Citi Global Wealth Investments has released its Mid-Year Outlook for 2022: Investing in the Afterglow of a Boom, providing insights into the economy, markets, geopolitics and how to protect investors’ wealth and assets.
After a difficult start to the year, in its mid-year outlook, Citi Global Wealth Investments has predicted that bonds will bounce back and it warns investors against sitting on excess cash due to the repercussions of inflation.
Highlighting key predictions for 2022 and beyond, Jim O’Donnell, CEO of Citi Global Wealth, believes that if the consumer market remains strong and the Fed moderates its aggressive stance against inflation, global equities and bonds could make modest gains for the rest of 2022.
The firm believes that the worst of US consumer price inflation has passed, with a decline to around 3.5 per cent likely in 2023.
O’Donnell warns investors against stockpiling cash, and emphasizes the importance of being fully invested in a globally diversified allocation. Among the potential opportunities he currently sees is fixed income.
“Bonds have suffered a brutal run in early 2022 on monetary tightening fears,” he said. “After the sharp rise in yields, we believe many high-quality bonds at today’s interest rate levels can again produce portfolio income and diversify portfolio risk,” he added. Municipal bonds, US investment grade bonds, US preferred securities and select emerging market US dollar denominated bonds are all attractive at these levels.
Global economic power meanwhile continues to shift from West to East, driven by Asia’s urbanization, expansion of the middle class and advancements in home-grown technologies, the firm said. The Ukraine conflict has increased the rivalry between the G2 powers: China and the US. Citi believes that this dynamic will continue to create return and diversification potential.
Despite tough rhetoric, Citi sees US-China relations remaining steady for the rest of 2022. Against the backdrop of Asia’s rise, the increasing struggle between the G2 powers may benefit Southeast Asian economies and markets, the firm added. A Chinese economic recovery later in 2022 could also see a bounce in its depressed financial markets. Among the areas Citi finds most attractive are those linked to economic reopening, and green energy, more broadly. Across Southeast Asia, Citi favors investments linked to tourism, natural resources and industrial diversification away from China
The firm also believes that recent events have emphasized the economic and national security risks of being reliant on fossil fuels. Over time, Citi expects the transition to create potential opportunities for portfolios and acceleration in alternatives as a result.

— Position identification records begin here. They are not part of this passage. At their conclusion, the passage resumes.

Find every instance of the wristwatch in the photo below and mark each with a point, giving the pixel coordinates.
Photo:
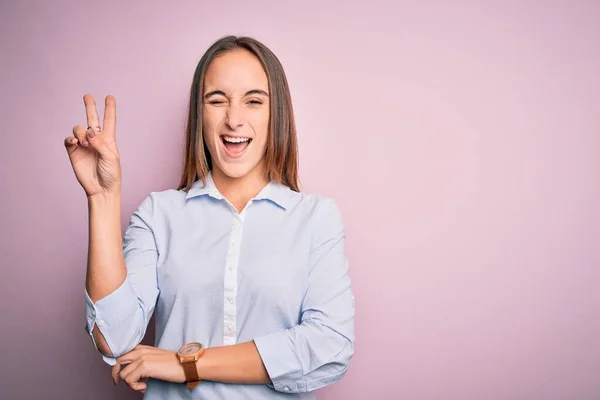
(188, 355)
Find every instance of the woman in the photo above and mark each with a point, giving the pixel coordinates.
(248, 276)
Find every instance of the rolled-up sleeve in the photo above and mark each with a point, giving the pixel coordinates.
(317, 352)
(122, 317)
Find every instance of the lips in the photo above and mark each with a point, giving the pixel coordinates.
(235, 146)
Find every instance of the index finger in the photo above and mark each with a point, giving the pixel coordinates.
(110, 116)
(90, 112)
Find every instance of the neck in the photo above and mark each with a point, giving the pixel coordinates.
(239, 191)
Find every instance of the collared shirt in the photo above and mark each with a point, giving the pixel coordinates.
(275, 273)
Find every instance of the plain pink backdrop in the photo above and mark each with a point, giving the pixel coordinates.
(461, 140)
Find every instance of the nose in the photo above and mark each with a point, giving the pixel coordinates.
(235, 117)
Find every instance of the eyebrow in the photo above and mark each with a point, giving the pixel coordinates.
(248, 93)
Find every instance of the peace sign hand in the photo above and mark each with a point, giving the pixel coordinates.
(93, 151)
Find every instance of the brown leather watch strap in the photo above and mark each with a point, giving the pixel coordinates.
(191, 374)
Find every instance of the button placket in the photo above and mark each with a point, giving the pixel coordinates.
(230, 281)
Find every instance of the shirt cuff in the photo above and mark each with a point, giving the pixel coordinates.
(280, 360)
(109, 312)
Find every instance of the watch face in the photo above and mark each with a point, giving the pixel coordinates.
(190, 348)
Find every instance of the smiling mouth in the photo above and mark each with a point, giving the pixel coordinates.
(235, 146)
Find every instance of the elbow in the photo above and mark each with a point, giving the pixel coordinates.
(100, 343)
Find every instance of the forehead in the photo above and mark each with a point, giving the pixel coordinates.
(235, 72)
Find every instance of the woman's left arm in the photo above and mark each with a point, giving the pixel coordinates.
(304, 358)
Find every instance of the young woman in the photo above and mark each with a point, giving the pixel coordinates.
(247, 277)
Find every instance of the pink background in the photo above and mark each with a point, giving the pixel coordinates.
(461, 141)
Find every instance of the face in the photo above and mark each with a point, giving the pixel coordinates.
(236, 113)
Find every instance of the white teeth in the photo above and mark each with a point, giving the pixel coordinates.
(235, 140)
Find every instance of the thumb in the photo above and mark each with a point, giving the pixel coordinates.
(97, 143)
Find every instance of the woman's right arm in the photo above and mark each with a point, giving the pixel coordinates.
(121, 288)
(106, 269)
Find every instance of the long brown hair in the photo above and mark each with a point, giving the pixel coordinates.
(281, 154)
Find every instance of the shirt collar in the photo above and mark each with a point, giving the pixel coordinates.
(273, 191)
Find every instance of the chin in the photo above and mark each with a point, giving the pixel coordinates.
(235, 171)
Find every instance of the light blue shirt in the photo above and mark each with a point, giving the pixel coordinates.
(276, 273)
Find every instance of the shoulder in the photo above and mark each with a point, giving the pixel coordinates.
(160, 202)
(322, 211)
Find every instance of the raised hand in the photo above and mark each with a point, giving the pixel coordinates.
(93, 150)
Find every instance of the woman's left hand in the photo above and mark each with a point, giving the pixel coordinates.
(147, 362)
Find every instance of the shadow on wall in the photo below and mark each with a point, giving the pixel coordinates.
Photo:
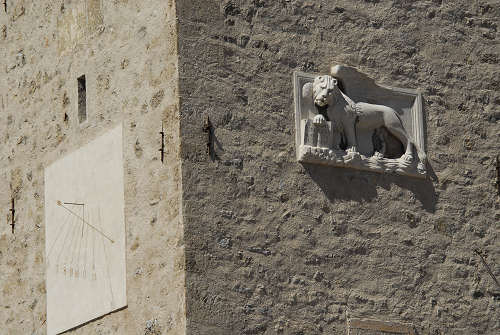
(347, 184)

Finally, Citi sees a long-term case for digital disruptors, saying that investors should seek it in their portfolios. Amid the weakness in digital disruptors’ equities in 2022, Citi sees potential for adding portfolio holdings through selective exposure to cybersecurity, including cloud, identity and data security, as well as to leaders in the payments sub-sector. Payments remain a key focus within fintech, where profitability and higher dividend yields are more typical, the firm said. For suitable investors, Citi favors digitalization-related strategies from venture capital, growth equity and hedge fund managers.
Citi Global Wealth Investment is a single, integrated platform, serving clients across the wealth continuum, from the affluent segment to ultra-high net worth individuals.